Les législateurs suédois ont adopté un projet de loi renforçant les lois antiterroristes du pays, dans une tentative de Stockholm de répondre aux préoccupations de sécurité de la Turquie concernant son adhésion à l’OTAN.
La révision prévoit une peine d’emprisonnement pouvant aller jusqu’à quatre ans pour les personnes reconnues coupables d’avoir participé à une organisation extrémiste dans le but de promouvoir, de renforcer ou de soutenir le groupe.

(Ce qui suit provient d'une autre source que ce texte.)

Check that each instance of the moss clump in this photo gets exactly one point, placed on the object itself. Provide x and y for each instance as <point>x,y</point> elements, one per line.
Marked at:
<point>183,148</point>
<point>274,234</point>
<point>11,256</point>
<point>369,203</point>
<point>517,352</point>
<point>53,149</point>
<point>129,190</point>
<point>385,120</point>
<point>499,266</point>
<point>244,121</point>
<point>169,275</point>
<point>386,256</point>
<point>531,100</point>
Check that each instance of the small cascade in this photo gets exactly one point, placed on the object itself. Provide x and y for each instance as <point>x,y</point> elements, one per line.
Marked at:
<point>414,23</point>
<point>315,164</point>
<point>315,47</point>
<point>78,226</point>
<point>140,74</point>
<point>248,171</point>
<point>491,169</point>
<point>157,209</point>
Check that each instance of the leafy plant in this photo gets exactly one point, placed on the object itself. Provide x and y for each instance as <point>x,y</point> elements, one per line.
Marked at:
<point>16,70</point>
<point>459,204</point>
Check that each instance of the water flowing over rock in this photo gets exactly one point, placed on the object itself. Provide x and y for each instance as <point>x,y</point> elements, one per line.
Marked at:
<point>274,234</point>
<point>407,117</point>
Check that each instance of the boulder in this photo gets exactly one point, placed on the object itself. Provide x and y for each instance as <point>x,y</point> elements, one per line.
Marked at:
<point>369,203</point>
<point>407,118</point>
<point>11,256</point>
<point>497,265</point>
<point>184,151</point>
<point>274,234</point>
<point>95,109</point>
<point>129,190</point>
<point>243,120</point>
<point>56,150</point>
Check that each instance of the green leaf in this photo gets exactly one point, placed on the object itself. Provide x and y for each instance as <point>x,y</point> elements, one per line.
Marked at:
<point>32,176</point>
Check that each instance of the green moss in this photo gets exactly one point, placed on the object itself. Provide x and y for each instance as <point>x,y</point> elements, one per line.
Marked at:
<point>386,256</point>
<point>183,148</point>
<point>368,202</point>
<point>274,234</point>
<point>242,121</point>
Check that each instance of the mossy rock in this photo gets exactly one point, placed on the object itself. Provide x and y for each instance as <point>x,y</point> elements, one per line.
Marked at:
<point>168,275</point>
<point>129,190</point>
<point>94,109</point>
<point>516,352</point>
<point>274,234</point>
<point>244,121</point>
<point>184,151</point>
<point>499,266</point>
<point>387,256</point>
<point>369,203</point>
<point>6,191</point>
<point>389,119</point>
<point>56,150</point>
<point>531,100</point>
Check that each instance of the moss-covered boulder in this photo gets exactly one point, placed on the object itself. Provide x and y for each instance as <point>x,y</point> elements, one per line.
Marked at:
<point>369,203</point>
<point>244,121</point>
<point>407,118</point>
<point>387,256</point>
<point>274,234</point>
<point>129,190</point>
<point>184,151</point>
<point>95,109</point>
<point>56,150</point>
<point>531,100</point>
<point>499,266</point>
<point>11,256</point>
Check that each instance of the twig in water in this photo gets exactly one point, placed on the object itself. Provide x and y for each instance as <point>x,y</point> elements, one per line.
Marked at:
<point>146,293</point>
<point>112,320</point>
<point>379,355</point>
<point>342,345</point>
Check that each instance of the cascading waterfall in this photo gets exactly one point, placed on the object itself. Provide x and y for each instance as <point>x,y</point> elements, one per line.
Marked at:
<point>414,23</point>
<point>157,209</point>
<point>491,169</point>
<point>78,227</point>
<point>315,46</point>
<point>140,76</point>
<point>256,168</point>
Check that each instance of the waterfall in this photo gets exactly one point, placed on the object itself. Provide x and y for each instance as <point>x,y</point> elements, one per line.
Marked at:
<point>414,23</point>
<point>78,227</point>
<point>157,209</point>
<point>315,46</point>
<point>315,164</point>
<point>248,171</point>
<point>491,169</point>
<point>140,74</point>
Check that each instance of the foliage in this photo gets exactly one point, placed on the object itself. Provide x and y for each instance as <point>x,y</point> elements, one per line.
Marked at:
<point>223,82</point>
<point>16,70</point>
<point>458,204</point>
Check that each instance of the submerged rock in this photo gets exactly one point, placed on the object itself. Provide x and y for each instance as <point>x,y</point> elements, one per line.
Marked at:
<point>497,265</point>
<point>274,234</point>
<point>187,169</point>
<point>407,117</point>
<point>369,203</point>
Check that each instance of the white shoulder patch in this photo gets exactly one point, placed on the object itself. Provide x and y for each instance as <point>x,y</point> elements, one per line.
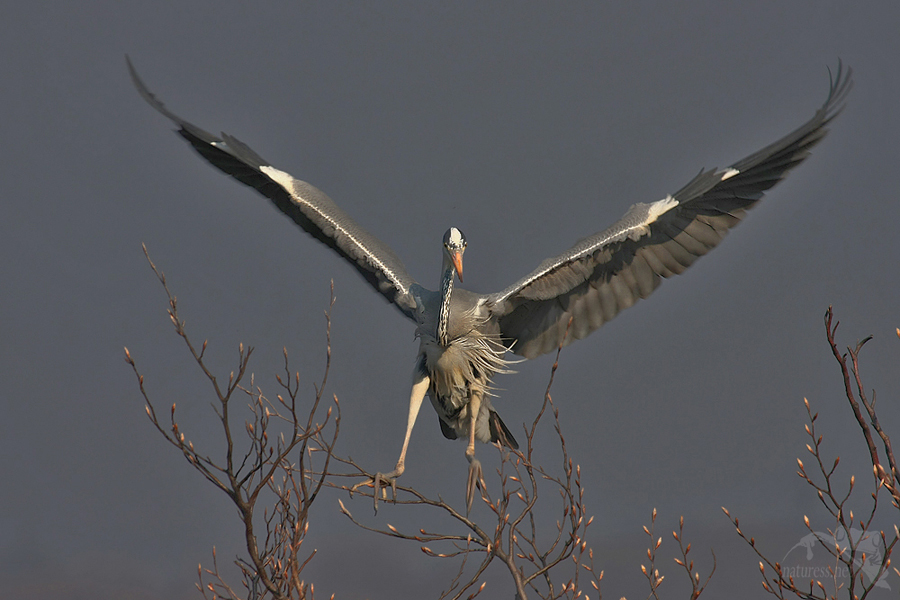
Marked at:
<point>280,177</point>
<point>653,212</point>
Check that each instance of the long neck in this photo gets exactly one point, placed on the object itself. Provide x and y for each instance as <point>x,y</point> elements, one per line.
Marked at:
<point>443,334</point>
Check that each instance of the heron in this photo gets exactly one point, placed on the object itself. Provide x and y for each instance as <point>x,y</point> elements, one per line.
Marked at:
<point>465,337</point>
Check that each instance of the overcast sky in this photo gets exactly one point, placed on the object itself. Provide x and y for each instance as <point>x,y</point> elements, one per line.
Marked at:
<point>528,125</point>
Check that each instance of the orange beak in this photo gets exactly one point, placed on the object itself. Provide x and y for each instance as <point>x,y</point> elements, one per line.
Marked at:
<point>456,258</point>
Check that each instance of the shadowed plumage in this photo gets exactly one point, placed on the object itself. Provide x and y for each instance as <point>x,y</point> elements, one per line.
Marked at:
<point>465,336</point>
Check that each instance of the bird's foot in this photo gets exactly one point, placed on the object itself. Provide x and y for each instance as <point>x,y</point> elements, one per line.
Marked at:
<point>475,479</point>
<point>381,482</point>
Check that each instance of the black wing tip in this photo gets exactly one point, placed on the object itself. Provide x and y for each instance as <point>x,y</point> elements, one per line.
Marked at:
<point>840,84</point>
<point>195,135</point>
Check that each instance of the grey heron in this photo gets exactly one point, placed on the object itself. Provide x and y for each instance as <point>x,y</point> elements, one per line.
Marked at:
<point>465,336</point>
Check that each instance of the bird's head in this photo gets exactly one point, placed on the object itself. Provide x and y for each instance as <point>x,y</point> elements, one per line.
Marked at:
<point>454,247</point>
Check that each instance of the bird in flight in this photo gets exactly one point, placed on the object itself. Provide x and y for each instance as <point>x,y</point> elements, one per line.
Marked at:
<point>464,337</point>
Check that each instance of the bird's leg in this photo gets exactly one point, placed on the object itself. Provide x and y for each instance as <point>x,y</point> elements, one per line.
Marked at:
<point>475,474</point>
<point>421,381</point>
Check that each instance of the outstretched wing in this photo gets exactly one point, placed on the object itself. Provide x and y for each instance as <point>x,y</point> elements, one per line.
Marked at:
<point>611,270</point>
<point>310,208</point>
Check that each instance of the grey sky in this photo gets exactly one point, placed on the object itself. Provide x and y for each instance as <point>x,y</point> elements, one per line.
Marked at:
<point>527,125</point>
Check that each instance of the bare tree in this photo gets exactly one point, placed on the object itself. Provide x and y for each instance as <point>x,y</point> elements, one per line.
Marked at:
<point>851,539</point>
<point>276,469</point>
<point>285,457</point>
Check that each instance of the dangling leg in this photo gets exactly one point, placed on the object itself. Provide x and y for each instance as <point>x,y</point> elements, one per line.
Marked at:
<point>475,474</point>
<point>421,381</point>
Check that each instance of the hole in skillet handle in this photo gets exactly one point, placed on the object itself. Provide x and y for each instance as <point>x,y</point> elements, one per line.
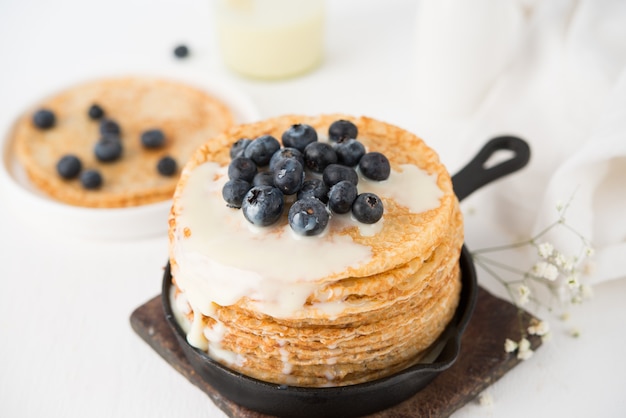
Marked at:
<point>476,174</point>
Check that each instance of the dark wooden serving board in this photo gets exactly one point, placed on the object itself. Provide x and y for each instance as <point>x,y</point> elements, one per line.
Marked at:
<point>481,362</point>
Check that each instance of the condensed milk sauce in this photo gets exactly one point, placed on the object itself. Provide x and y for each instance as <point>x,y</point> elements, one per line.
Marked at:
<point>223,257</point>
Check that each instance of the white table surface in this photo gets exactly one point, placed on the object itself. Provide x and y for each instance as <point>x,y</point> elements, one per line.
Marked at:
<point>66,347</point>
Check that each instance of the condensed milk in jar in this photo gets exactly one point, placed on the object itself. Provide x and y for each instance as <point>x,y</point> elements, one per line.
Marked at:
<point>270,39</point>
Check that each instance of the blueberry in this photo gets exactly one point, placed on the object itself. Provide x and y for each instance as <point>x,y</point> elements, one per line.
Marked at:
<point>286,152</point>
<point>181,51</point>
<point>44,119</point>
<point>375,166</point>
<point>95,112</point>
<point>318,155</point>
<point>234,191</point>
<point>69,166</point>
<point>242,168</point>
<point>91,179</point>
<point>314,188</point>
<point>342,129</point>
<point>238,147</point>
<point>335,173</point>
<point>299,136</point>
<point>109,126</point>
<point>108,149</point>
<point>288,176</point>
<point>308,217</point>
<point>263,178</point>
<point>167,166</point>
<point>349,151</point>
<point>152,138</point>
<point>262,149</point>
<point>263,205</point>
<point>367,208</point>
<point>341,196</point>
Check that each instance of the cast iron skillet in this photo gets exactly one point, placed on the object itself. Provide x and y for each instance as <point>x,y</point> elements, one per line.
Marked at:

Toutefois, la peine peut être portée à huit ans lorsque le crime est considéré comme grave.
La législation prévoit qu’une personne identifiée comme chef d’une organisation terroriste peut être condamnée à la prison à vie, ce qui, en Suède, signifie généralement un minimum de 20 à 25 ans.
Le projet de loi, qui a été adopté par 268 voix contre 34, 47 législateurs étant absents, rend illégal le financement, le recrutement ou l’encouragement public d’une organisation terroriste, ainsi que les voyages à l’étranger dans l’intention de rejoindre un tel groupe.
Les révisions devraient entrer en vigueur le 1er juin.
Lors de la présentation de la législation en février, le ministre de la justice, Gunnar Strommer, a déclaré qu’il s’agissait d’un « élargissement considérable du champ d’application par rapport à la législation actuelle ».
Des actions telles que la manipulation de matériel, l’organisation de camps ou de lieux de réunion, la cuisine ou le fait d’être chargé du transport pour des organisations terroristes désignées peuvent être considérées comme des crimes en vertu de la nouvelle loi, a expliqué M. Strommer.
En novembre, le pays a modifié sa constitution pour permettre au projet de loi d’aller de l’avant, car il était considéré comme une infraction aux lois suédoises sur la liberté d’association.
La Suède a adopté des lois antiterroristes plus strictes depuis 2017, lorsqu’un demandeur d’asile ouzbek qui avait prêté serment d’allégeance au groupe terroriste Daesh a conduit un camion dans une rue commerçante très fréquentée de Stockholm, tuant cinq personnes.
Ankara a ratifié l’adhésion de la Finlande en mars, mais la candidature de la Suède est toujours paralysée en raison des manifestations provocatrices de sympathisants terroristes et de personnalités islamophobes à Stockholm, qui ont également fait monter les tensions entre les deux Stockholm et Ankara.
La Turquie a souvent déclaré qu’elle ne s’opposait pas à l’élargissement de l’OTAN, mais elle reproche à Stockholm de ne pas prendre de mesures contre les éléments qui constituent une menace pour la sécurité d’Ankara.
Le gouvernement suédois de centre-droit a adopté une ligne plus dure non seulement à l’égard du groupe terroriste PKK, mais aussi à l’égard de son aile syrienne YPG et de sa soi-disant branche politique, PYD. Le PKK est considéré comme un groupe terroriste par les États-Unis, l’Union européenne et d’autres pays.
Le ministre suédois des affaires étrangères, Tobias Billström, a déclaré qu’il existait des liens étroits entre le PKK et le YPG/PYD, et que la Suède se tiendrait donc à distance des groupes syriens afin de ne pas nuire aux relations avec la Turquie.